Mediazona does not publish the names of troops killed in Ukraine but Russians are able to search for their loved ones through a Telegram bot created by volunteers, said Frenkel.

Anti-war volunteers also work inside Russia, roaming cemeteries to take photos of fresh graves. Their names are kept hidden, from each other and the outlet’s staff, due to the legal dangers inherent for anyone gathering data about the Russian military, he said.

Frenkel, the technical lead for the project, creates visualizations from their contributions and is trying to find ways to automate the process of finding and verifying deaths. 

“We understand that it’s not possible to manually continue this work for years,” Frenkel said. 

“We are not going to stop. But rationally, I understand that at some point, probably even if the war is not ended, it might just be extremely hard for team members to keep working on the same thing.”

Many of the project's volunteers are upset by the work, he said. Frenkel also finds his role mentally taxing — if only to a point.

“It’s sad to scroll through a lot of dead faces but it’s much more depressing to read about Bucha, for example, or about the people who died in Mariupol,” he said. “It’s incomparable to the atrocities committed by Russian troops in Ukraine.”

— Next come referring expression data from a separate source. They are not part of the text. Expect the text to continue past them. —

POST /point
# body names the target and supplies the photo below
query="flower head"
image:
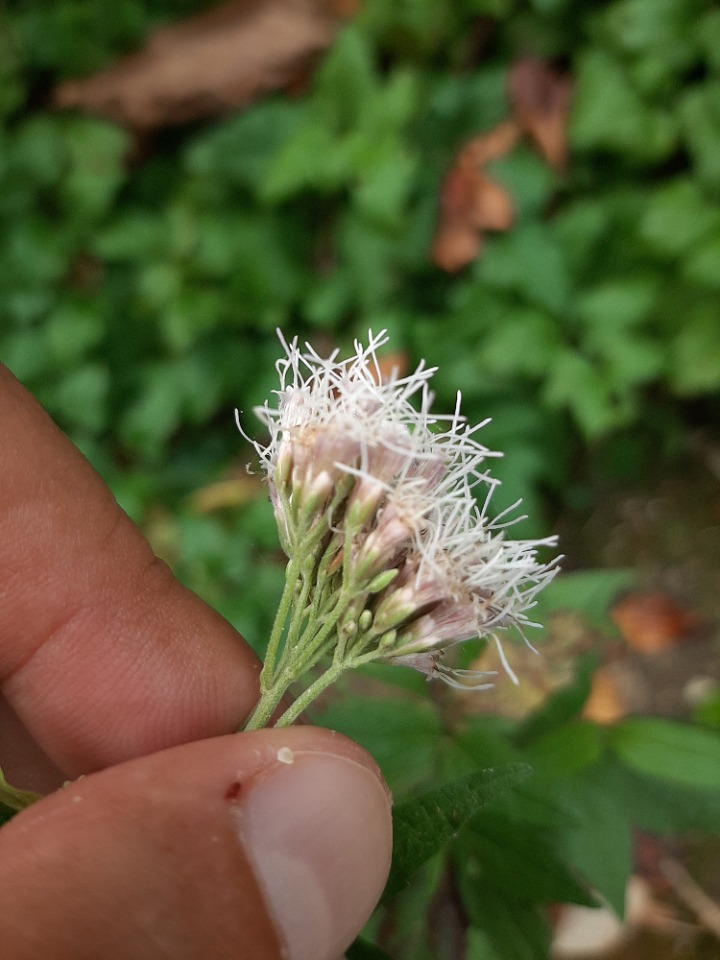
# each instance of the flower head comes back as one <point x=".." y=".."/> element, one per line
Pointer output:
<point x="382" y="508"/>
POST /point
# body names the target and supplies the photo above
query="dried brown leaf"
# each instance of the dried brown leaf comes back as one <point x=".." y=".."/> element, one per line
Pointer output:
<point x="651" y="622"/>
<point x="210" y="63"/>
<point x="470" y="202"/>
<point x="540" y="100"/>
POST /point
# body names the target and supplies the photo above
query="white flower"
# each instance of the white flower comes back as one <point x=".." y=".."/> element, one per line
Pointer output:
<point x="392" y="556"/>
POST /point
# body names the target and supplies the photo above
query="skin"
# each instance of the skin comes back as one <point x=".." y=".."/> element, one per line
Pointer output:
<point x="110" y="670"/>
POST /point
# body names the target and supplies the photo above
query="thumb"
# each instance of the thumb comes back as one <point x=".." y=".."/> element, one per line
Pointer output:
<point x="252" y="847"/>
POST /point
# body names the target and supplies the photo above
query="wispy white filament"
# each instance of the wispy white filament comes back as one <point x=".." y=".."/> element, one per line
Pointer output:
<point x="395" y="486"/>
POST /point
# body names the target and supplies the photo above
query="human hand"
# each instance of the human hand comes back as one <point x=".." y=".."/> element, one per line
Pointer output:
<point x="178" y="841"/>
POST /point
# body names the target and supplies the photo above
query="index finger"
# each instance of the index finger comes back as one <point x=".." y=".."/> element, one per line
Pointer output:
<point x="104" y="656"/>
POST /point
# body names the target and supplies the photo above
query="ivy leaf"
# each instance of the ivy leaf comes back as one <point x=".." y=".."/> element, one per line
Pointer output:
<point x="423" y="826"/>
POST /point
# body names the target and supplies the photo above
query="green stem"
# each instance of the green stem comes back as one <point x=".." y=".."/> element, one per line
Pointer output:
<point x="292" y="571"/>
<point x="314" y="690"/>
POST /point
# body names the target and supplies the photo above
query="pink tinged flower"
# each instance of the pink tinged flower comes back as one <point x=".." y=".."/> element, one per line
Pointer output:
<point x="395" y="500"/>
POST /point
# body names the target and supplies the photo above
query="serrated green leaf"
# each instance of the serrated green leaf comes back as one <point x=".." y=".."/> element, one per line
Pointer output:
<point x="669" y="751"/>
<point x="422" y="827"/>
<point x="402" y="734"/>
<point x="521" y="860"/>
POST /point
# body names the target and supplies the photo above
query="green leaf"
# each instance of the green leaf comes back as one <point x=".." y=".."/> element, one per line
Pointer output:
<point x="670" y="751"/>
<point x="597" y="837"/>
<point x="362" y="950"/>
<point x="521" y="860"/>
<point x="588" y="592"/>
<point x="609" y="114"/>
<point x="14" y="798"/>
<point x="528" y="260"/>
<point x="513" y="929"/>
<point x="700" y="113"/>
<point x="402" y="734"/>
<point x="677" y="216"/>
<point x="422" y="827"/>
<point x="566" y="750"/>
<point x="696" y="351"/>
<point x="660" y="806"/>
<point x="562" y="705"/>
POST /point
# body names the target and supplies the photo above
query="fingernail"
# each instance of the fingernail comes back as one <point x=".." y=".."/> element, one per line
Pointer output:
<point x="316" y="828"/>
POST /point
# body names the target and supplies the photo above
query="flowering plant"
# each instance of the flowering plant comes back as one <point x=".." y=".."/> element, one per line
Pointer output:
<point x="382" y="509"/>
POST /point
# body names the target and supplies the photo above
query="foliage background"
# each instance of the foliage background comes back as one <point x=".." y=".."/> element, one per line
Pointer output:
<point x="140" y="291"/>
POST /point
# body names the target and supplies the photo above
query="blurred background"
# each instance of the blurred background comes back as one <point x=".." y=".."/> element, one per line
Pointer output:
<point x="523" y="192"/>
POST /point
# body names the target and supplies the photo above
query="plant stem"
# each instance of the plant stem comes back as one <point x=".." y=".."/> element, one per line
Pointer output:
<point x="314" y="690"/>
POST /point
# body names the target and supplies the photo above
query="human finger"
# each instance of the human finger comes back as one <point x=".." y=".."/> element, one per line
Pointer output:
<point x="105" y="656"/>
<point x="252" y="847"/>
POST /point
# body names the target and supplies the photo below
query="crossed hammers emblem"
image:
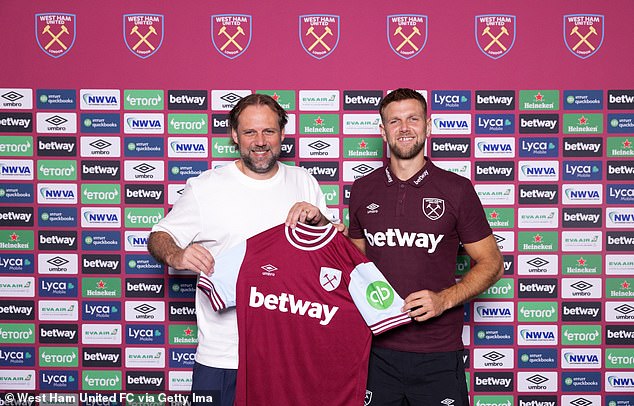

One journalist manually updates the list maintained by Lyudi Baikala, according to editor Trifonova. For her too, it’s traumatic, she said.

“Morally, it’s very difficult,” Trifonova said. “You cannot get used to this.”

The list has been growing fast in recent months, with the publication’s staff confirming about 40 deaths per week compared to around 20 at the beginning of the war. 

The numbers seem to rise and fall in tandem with Russian offensives, Trifonova said, though the fatalities usually trickle in months later because it takes time for bodies to be repatriated.

The “enormous” toll the war has taken locally — at least 544 men from Buryatia and 203 from the Irkutsk region — was impossible to imagine when journalists began covering local funerals and compiling a record in April, Trifonova said. 

The publication doesn’t want the authorities to be able to say “we don’t have large losses,” she said.

Lyudi Baikala has pledged to continue tracking deaths no matter how long the war lasts or how hard and time-consuming the work becomes, Tirfonova said, adding that she hoped to eventually break through the state’s powerful propaganda which has convinced so many Russians of the war’s legitimacy.

“Nobody wants the war but many believe this war was necessary,” Tirfonova said. 

“Well let them look at the lists of the dead and think about how necessary it was.”